To explore whether Vietnamese outpatients, who utilized a psychiatric outpatient clinic in Germany had a tendency to present more somatic symptoms in depression.
For FG Vietnamese outpatients, psychological symptoms were assessed by depression-scale (PHQ-9) and somatic symptoms were assessed by the Somatic-symptom-scale (PHQ-15) in Vietnamese language by a Vietnamese psychiatrist. German outpatients who were assessed in the same outpatient clinic where matched for age, gender and diagnosis of MDE. Differences in PHQ-9 and PHQ-15 scales where analyzed with an ANOVA and single-item-differences of PHQ where analyzed with Mann-Whithney-Tests.
43 FG Vietnamese immigrants and 43 native german outpatients where included. While we found no differences on the total score of the PHQ-9 between both groups, FG-Vietnamese outpatients had an overall higher total score on somatic-symptom-scale PHQ-15. When analyzing somatic items FG-Vietnamese outpatients reported significantly more somatic symptoms of headache, chest-pain, dizziness and fainting.

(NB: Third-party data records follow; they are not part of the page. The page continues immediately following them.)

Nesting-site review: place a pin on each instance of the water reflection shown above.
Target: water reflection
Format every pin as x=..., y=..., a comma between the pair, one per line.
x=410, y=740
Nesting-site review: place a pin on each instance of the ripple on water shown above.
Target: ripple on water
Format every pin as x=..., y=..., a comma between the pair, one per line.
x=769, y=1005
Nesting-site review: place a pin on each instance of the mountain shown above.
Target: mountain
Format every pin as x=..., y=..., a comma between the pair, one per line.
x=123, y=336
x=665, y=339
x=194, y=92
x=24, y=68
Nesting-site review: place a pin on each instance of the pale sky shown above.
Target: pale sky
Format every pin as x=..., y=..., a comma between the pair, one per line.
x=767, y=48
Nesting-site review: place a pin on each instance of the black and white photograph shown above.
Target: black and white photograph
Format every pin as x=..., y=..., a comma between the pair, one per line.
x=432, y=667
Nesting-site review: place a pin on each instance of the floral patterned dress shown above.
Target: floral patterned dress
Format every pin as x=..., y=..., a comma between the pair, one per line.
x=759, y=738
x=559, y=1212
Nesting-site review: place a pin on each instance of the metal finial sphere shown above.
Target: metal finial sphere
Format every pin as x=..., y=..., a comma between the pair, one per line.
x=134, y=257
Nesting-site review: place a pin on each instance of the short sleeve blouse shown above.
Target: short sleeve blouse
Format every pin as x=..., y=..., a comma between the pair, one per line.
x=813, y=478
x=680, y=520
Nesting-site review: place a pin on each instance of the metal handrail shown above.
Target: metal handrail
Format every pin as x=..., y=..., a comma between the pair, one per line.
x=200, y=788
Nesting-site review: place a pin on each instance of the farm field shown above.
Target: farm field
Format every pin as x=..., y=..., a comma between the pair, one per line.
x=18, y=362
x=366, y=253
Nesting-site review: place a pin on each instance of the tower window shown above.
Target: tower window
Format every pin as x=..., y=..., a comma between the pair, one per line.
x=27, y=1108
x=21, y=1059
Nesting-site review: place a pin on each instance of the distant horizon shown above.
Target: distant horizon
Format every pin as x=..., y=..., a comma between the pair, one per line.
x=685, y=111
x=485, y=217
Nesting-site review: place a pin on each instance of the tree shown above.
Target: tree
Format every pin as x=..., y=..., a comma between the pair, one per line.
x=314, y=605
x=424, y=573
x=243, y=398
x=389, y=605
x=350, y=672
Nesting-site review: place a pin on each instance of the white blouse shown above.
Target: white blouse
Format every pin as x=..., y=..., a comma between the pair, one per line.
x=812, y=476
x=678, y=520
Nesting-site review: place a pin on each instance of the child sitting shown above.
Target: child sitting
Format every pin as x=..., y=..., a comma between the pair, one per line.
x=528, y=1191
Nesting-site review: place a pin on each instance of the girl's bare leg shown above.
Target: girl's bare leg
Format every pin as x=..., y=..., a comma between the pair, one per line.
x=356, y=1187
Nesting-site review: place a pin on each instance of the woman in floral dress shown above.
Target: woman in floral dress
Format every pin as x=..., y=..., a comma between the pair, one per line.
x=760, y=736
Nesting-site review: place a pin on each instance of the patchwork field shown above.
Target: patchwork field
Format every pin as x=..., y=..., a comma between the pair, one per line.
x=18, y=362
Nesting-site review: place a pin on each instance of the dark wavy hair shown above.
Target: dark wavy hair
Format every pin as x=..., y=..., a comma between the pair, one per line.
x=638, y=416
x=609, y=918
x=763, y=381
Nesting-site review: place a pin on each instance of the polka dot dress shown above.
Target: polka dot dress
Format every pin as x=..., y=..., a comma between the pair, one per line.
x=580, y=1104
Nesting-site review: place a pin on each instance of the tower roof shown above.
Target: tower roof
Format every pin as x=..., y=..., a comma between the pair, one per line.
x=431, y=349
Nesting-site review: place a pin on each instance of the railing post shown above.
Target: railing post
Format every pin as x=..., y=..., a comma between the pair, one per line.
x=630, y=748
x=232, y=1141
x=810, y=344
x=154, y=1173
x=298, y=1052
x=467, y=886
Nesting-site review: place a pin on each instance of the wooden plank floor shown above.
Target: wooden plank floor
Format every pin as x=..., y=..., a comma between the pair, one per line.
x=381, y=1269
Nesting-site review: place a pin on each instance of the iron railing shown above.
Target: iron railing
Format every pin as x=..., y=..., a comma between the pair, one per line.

Depressed Vietnamese outpatients reported psychological symptoms of depression at similar levels as matched native German outpatients. Vietnamese outpatients had a higher total score for somatic symptoms, and that difference was driven by a subset of somatic items. We concluded, that emphasis on somatic symptoms does not reflect a minimization of psychological symptoms in FG-Vietnamese outpatients seeking help for depression.